Some people are describing the new changes to the NHS as the biggest ever. It depends on your perspective. I can guarantee that from a patient’s (i.e. ‘user’) perspective, you won’t notice much if anything. If you have a health problem, you’ll still probably contact your GP, have a frustrating conversation with the receptionist, who may eventually ‘allow’ you an audience with a GP. S/he may or may not know much about your condition, and so, by lottery, you may get referred on. In time, you may get seen by a doctor who knows what’s wrong with you, and hopefully they’ll prescribe the right treatment. The whole process usually takes a long time, is unpredictable and liable to fail at many points. ‘Gatekeepers’ hinder your progress at every turn.
The central, simplistic issue is how to join together the person with the problem and the person with the answer. All the rest is intermediary. It seems to me that IT systems are very good at ‘disintermediation’, i.e. routing the message to the right destination quickly, even if it is highly circuitous.

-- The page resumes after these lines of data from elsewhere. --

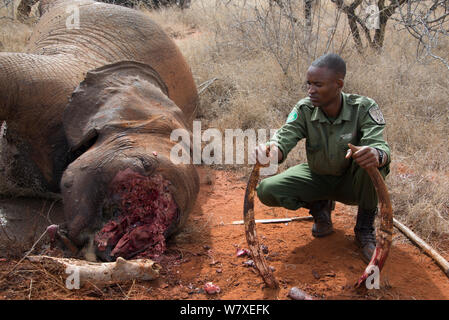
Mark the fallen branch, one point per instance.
(205, 85)
(104, 272)
(281, 220)
(423, 245)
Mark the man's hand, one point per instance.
(274, 154)
(365, 156)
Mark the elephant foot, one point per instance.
(139, 213)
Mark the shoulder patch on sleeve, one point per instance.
(292, 116)
(376, 115)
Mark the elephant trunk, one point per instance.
(33, 92)
(123, 192)
(125, 199)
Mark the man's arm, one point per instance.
(290, 133)
(373, 150)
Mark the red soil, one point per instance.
(206, 251)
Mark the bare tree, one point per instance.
(356, 21)
(428, 22)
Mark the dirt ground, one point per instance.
(205, 251)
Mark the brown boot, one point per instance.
(365, 236)
(321, 212)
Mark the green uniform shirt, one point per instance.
(360, 123)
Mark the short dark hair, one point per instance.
(333, 62)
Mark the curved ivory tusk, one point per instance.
(250, 230)
(385, 231)
(105, 272)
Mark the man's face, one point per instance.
(324, 86)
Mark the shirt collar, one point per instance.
(345, 113)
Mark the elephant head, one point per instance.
(91, 109)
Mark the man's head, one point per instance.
(325, 79)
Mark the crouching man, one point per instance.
(331, 121)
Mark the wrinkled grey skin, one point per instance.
(136, 59)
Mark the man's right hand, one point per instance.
(274, 154)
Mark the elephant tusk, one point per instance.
(250, 230)
(103, 272)
(385, 231)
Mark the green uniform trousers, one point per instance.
(297, 186)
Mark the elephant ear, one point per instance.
(107, 95)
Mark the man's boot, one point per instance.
(321, 212)
(365, 235)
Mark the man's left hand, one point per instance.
(365, 156)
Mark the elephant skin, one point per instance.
(90, 110)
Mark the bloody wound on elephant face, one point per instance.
(142, 209)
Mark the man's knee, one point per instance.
(265, 192)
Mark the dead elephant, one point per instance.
(90, 110)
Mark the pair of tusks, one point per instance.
(383, 238)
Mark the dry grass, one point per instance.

Wouldn’t it be good to easily get past the ‘gatekeeper’, and rapidly find the right answer? Referrals could be ‘shaped’ upstream, that is, directed appropriately, and a few, suitable alternatives presented, which could then be accessed straightaway. Isn’t it about time that the NHS broke down the dividing walls between health issues and solutions?
There are many instances in the past of where barriers have been constructed to ‘protect’ something we’re told is highly valuable. In the end, they look like Berlin walls of oppression. Eventually, they get kicked down!